Adoptive Masonry
Masonic societies that adopted women as members. Early in
the eighteenth century such societies were established in
France, and they spread speedily to other countries. One of the
first to ‘‘adopt’’ women was the Mopses. The Felicitaries existed
in 1742. The Fendeurs, or Woodcutters, were instituted in 1763
by Bauchaine, Master of a Parisian lodge. It was modeled on
the Carbonari, and its popularity led to the establishment of
other lodges, notably the Fidelity and the Hatchet.
In 1774 the Grand Orient Lodge of France established a system
of three degrees called the Rite of Adoption and elected
the duchess of Bourbon as Grand Mistress of France.
The rite has been generally adopted into Freemasonry, and
various degrees were added from time to time to the number
of about twelve in all.
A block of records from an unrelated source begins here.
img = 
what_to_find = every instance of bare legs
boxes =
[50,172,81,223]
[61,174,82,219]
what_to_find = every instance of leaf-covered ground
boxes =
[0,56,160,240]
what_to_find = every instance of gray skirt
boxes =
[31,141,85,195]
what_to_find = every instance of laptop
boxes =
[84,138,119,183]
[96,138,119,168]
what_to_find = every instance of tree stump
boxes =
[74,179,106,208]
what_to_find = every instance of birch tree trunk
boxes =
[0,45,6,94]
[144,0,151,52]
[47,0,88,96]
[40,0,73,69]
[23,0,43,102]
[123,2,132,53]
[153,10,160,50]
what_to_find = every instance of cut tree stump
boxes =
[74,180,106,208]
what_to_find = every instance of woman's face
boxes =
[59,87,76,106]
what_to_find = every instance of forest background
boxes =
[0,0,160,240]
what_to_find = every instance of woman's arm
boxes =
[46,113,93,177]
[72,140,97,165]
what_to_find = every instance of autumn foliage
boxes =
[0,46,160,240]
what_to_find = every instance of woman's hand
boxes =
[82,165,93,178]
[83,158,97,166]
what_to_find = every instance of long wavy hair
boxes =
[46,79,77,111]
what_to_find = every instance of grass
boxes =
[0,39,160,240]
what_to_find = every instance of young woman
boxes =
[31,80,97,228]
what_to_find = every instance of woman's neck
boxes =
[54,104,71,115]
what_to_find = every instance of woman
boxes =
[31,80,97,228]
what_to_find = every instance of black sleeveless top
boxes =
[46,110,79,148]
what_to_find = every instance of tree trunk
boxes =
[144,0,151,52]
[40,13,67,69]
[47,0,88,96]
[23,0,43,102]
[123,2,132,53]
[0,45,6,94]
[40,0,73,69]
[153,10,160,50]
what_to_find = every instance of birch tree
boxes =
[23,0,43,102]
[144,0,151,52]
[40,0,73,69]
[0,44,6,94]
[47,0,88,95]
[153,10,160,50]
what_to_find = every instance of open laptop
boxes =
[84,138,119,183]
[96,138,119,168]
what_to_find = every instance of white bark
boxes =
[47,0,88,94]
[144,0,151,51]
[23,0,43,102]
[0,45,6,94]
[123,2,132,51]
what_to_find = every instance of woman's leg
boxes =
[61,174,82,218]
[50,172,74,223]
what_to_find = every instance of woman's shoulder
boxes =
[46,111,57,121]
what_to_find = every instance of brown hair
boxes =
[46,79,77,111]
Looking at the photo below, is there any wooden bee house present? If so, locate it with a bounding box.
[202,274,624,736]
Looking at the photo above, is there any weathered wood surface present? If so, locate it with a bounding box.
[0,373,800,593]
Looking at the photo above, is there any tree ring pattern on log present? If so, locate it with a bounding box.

Latin and Greek mysteries were added
to the rite by the Ladies’ Hospitallers of Mount Tabor. The
greatest ladies in France joined the French lodges of adoption.
The Rite of Mizraim created lodges for both sexes in 1819,
1821, 1838, and 1853, and the Rite of Memphis in 1839. America
founded the Rite of the Eastern Star in five points. In these
systems, admission was generally confined to the female relations
of Masons. The Order of the Eastern Star and that of
Adoptive Masonry were attempted in Scotland but without success.